Few know who is responsible for handing them out, not even recipients of the annual Hollywood Awards, doled out Monday night in Los Angeles.

But little matter. The Hollywood Awards Gala Ceremony has emerged as the unofficial start of the awards season, and Hollywood types show up in droves for what may be the year's most enigmatic awards show.

"Well, maybe that's a good thing," observed Sandra Bullock, on hand to pick up a Supporting Actress trophy for her work in the drama, "Infamous," because "it happens every year. They make their decision. There's no one that you can campaign to. No one knows who anyone is. And there's no vying for the vote. They just vote on what they like, and what they think deserves the award. It's kind of nice. There's no stress leading up to it. It just happens."

Some of the Hollywood Awards are presented for films that aren't even finished yet. "I'm still working on the movie," confessed actor-turned-director Emilio Estevez, director of the docudrama "Bobby," which won for its ensemble cast. "I just came on the mixing stage, so the movie's not done yet."

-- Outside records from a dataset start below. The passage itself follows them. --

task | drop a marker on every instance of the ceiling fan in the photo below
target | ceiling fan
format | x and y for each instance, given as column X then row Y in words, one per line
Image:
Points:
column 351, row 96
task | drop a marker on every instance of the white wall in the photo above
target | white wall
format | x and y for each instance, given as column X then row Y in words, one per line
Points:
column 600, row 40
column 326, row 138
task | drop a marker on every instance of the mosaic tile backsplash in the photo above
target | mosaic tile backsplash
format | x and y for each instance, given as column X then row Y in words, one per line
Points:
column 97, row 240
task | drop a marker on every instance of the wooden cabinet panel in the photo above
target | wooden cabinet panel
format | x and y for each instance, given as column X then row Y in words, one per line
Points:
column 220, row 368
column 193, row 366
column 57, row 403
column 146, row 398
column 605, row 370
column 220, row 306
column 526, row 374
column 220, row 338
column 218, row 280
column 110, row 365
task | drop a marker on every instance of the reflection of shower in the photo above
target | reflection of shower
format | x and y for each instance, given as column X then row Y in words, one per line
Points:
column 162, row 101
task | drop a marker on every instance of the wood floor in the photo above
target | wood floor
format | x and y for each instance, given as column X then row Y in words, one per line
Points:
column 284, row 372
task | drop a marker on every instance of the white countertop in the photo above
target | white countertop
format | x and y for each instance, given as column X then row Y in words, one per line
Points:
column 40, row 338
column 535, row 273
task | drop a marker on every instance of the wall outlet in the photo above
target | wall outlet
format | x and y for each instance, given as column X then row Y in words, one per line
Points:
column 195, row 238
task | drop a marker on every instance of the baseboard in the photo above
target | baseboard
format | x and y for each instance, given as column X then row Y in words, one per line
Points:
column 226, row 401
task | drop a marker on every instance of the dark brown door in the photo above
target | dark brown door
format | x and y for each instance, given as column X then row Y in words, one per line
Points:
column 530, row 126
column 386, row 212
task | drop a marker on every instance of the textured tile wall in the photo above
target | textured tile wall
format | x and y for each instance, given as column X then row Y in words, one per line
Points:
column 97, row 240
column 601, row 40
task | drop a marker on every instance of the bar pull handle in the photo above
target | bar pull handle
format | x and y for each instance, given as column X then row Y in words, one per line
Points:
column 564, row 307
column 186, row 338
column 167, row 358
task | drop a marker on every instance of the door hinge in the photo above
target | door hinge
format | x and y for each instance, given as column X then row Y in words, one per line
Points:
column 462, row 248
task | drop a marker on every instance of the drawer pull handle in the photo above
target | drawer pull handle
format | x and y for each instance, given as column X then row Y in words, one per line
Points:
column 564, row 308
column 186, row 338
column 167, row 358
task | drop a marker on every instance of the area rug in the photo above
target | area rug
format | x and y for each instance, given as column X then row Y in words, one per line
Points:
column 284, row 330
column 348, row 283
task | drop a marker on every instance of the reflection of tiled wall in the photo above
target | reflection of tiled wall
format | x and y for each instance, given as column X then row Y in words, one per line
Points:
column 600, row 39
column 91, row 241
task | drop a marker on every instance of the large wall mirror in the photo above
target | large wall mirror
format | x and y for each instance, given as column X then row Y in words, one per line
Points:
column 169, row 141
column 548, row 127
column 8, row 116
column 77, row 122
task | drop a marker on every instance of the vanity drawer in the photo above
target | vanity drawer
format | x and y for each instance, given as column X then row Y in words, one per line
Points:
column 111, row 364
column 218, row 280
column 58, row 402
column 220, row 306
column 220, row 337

When it comes to the Hollywood Awards, at least two things are no mystery: no question, the event is among the most star-studded this side of the Golden Globes, with a substantial chunk of likely Globe and Oscar contenders to be found on the red carpet. And the awards themselves have proven accurate predictors of those down the road. For example: the cast of "Crash" was name best ensemble last year, and a few months later, it won the same award from the Screen Actors Guild.

"Bobby" actor Joshua Jackson was humbled to be walking in the footsteps of the Oscar-winning "Crash." "Frankly, that's the best compliment a movie can get. I mean, what is one actor? Boring."

Other "Bobby" ensemble members present included Laurence Fishburne, Christian Slater, Demi Moore, Ashton Kutcher, Freddy Rodriguez, Heather Graham, Mary Elizabeth Winstead and Sharon Stone.

"It was a real ensemble, because, in fact, we all really worked together," Stone said. "We were all really together. It was quite something to be there and come out of your trailer and to see that astonishing cast all at the lunch tables together. Because, often, when you make a film, even if there is a great cast, you rarely see each other, or rarely see each other at the same time. But in this particular film, you actually work with everybody. It was just marvelous."

Other winners included Penelope Cruz, named as Actress of the Year, who is widely considered a top contender for the upcoming Oscars.

"The buzz is very, very exciting," she confessed. "But it's really much better and much healthier not to think about it. It really is, because, you never know, even if people tell you every day, that's already a nice thing — that people like your work, and that doesn't happen in every movie. And people are very honest about those things, when they don't like something they tell you also. So, thank you for saying that, but I think it's better if you don't think about it."

Robin Williams took home the Lifetime Achievement Award. Though he's been a bankable big-budget comedy leading man, he's perhaps earned his greatest acclaim for roles in smaller and darker films, such as "Good Will Hunting," "Insomnia" and "One Hour Photo."

He seems to go from small indies to big Hollywood productions with ease. "Yeah, but I can do that, which is great," Williams said.

Ben Affleck was named best Supporting Actor for his role in "Hollywoodland." After a couple years off and a few previous making critical and commercial disappointments as a leading man, he said it was good to be back in a character part.

Said Affleck: "I love it. I love it. And I really … like, all the movies that I'm most proud of, like this or 'Shakespeare in Love' or 'Boiler Room' or even 'Good Will Hunting' to a certain extent, they're all, like, these kinds of supporting roles, where you get to be a little bit more unusual. You don't have to … carry the burden of telling the story."